主人公は「クラスメイトの地味ないじめられっ子(十亀)と、好きな男子がかぶってしまう」という特異な環境に置かれた女子高生です。

「十亀ってやっぱ、(いじめ)られてるよね……」と小声で話す友人たちに同意することもなく、かと言って味方につくわけでもなく、真っすぐに生きています。

ある朝、十亀の席に花瓶に生けられた花が置かれている、という古典的ないじめの現場を見ても「うち(園芸部)が育ててる花勝手に使わないでよ」と、思わず「そこ!?」と言いたくなってしまうような方向に関心が向かいます。

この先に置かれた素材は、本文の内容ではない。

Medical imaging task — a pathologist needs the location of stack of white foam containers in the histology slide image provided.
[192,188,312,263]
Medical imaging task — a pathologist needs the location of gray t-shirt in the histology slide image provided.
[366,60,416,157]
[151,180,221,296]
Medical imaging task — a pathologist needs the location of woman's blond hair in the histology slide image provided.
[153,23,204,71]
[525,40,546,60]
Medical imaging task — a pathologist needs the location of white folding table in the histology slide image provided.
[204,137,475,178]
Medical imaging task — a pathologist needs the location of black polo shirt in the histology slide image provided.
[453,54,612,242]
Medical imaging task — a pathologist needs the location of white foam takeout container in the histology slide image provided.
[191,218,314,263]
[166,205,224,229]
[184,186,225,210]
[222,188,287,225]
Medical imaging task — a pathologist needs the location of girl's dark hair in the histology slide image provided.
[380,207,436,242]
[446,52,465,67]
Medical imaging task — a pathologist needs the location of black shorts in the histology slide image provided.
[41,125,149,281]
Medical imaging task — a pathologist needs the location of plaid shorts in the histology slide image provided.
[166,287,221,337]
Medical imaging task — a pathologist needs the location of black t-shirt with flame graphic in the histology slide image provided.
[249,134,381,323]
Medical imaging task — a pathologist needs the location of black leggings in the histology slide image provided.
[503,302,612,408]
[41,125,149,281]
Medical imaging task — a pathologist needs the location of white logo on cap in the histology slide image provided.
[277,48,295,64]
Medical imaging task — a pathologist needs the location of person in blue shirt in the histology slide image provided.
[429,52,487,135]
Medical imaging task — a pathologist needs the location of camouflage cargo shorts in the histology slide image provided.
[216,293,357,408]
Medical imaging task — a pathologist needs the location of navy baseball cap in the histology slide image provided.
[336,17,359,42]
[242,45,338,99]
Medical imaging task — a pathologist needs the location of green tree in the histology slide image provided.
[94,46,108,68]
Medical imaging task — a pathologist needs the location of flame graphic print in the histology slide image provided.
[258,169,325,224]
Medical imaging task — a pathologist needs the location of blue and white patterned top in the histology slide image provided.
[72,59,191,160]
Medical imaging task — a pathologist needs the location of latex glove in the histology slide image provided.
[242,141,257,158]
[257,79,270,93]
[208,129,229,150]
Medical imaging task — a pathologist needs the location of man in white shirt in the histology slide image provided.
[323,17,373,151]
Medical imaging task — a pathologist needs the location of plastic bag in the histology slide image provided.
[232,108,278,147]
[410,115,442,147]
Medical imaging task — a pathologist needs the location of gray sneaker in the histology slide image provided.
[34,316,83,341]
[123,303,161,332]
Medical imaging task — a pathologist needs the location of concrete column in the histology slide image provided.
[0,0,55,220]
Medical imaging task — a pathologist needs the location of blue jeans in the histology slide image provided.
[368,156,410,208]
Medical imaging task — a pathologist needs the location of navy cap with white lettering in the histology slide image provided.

そして十亀が自分の好きな男子に告白し、拒絶され突き飛ばされているところを目撃し――さっぱりとした彼女ならではの行動は必見。

「縞々々」(『裸で外には出られない』所収)

主人公はスラッとした美人、太りづらい体質で、長くつれそっているであろう彼氏もいるOL。
彼女の職場には、彼氏がほしいと嘆き、ぽっちゃりとしていながら間食をやめられないほんわかとした印象の女性がいます。

この対比、前者が視点主となり後者を冷静に見守る構図になっているからこそ「なんだか嫌味ったらしい?」という印象を読み手は受けてしまうかもしれません。

しかし、次第に主人公は彼女のやわらかそうな身体に興味を押さえきれなくなってしまい……。

エッセイ集『裸で外には出られない』には、エッセイのほかにこの作品を含む3つの短編が収録されています。どれもヤマシタトモコさんならではの極端な性格の女性たちが登場します。

◆まだまだいる、生々しいオンナたち

今回は短編からピックアップしましたが、長編「Love,Hate,Love」の主人公においても、人生で初めての失恋の翌日「失恋で仕事が手につかなくなる人ってほんとにいるのかなあ」と淡々と思いを巡らせるドライな面があります。

ヤマシタさんの描く女性は、媚びることのない凛とした性格ゆえに極端さもを持ち、それこそが最大の魅力となっているのです。